El 18 de abril de 1955 muere el físico alemán Albert Einstein, autor de la Teoría de la relatividad y Premio Nobel de Física en 1921, nacido en Ulm, Alemania el 14 de marzo de 1879.
Nací dos años después de su muerte, por lo que en mi vida Einstein ha representado un sin fin de sinónimos: de científico, de ciencia, de informalidad, de estilo, de seguridad, de sencillez, de simpleza, de conocimiento. Es la viva imagen del sabio, no sólo del siglo XX sino de la historia completa. Las anécdotas de su vida, lejos acercarlo a la vida común, lo aleja como lejanas son las incidencias cotidianas de una estrella de rock.
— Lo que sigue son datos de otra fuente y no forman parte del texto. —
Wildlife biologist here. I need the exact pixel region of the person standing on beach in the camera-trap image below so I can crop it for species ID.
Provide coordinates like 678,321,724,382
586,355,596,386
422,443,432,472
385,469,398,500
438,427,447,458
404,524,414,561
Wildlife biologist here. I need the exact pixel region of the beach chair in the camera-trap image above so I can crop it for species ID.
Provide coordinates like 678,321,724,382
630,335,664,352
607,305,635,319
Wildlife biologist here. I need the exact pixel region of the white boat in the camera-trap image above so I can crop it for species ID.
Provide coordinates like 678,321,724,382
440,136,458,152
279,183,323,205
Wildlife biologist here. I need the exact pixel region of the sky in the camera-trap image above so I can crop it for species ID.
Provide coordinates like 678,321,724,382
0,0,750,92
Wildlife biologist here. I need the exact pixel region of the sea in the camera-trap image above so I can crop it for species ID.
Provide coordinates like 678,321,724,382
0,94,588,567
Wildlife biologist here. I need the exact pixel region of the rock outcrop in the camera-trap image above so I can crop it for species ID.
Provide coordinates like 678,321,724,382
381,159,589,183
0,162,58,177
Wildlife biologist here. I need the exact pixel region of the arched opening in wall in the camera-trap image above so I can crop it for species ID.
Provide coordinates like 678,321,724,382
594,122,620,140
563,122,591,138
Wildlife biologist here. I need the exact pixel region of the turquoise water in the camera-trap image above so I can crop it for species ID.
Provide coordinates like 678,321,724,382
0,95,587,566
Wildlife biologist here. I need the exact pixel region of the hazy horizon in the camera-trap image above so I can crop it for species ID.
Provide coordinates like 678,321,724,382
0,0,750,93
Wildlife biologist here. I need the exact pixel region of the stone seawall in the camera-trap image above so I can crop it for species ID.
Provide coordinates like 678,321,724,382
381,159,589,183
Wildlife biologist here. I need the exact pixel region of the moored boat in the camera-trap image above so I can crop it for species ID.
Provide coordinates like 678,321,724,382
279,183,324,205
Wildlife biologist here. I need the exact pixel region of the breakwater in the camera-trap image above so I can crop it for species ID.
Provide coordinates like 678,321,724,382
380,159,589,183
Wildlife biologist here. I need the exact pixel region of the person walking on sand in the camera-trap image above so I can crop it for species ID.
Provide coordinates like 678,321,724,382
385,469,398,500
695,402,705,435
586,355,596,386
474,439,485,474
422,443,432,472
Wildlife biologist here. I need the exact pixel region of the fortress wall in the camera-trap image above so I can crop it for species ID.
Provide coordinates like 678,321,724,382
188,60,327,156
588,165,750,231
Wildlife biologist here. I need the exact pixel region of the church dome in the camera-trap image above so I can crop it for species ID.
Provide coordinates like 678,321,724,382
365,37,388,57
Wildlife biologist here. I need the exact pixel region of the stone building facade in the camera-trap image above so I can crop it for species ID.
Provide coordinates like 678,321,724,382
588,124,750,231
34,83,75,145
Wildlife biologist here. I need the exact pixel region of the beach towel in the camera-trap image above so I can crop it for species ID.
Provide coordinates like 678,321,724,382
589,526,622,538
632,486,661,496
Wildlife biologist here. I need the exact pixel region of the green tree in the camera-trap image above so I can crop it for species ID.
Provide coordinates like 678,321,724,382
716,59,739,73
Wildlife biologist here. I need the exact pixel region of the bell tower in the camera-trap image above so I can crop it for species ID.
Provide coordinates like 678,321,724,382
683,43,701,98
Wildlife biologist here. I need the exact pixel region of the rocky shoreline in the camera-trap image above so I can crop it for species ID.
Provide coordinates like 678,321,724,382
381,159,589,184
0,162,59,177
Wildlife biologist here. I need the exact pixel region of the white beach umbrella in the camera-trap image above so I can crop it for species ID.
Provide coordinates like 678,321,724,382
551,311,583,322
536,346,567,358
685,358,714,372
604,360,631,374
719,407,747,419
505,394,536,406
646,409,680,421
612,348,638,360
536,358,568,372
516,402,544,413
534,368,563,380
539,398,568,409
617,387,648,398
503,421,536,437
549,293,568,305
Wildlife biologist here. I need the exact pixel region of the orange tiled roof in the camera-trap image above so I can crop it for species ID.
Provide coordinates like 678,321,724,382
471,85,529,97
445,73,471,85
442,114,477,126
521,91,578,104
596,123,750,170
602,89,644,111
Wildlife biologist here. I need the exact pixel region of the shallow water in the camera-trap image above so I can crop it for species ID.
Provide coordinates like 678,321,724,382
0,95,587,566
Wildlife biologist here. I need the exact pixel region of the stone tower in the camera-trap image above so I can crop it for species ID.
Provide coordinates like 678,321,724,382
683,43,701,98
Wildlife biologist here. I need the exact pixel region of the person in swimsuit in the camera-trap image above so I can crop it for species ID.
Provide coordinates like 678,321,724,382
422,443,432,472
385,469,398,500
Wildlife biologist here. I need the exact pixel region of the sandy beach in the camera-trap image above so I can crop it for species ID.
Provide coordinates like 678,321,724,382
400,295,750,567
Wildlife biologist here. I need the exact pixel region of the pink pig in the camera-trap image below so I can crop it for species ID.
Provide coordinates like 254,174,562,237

Sus simplezas domésticas se convirtieron en extravagancias. Al parecer, nada en nuestra vida volvió a ser igual después de que él formulara su célebre fórmula E=mc², la expresión matemática de la equivalencia masa-energía, como consecuencia de su Teoría de la Relatividad, que reformuló completamente el concepto de gravedad.
El día de hoy, tal vez, Einstein hubiera podido ser salvado de la hemorragia interna provocada por la ruptura de un aneurisma de la aorta abdominal a sus 76 años, pero no en 1955. “He hecho mi parte, es hora de irse”, se dice que afirmó. Y sí, había hecho su parte, había cambiado el horizonte humano.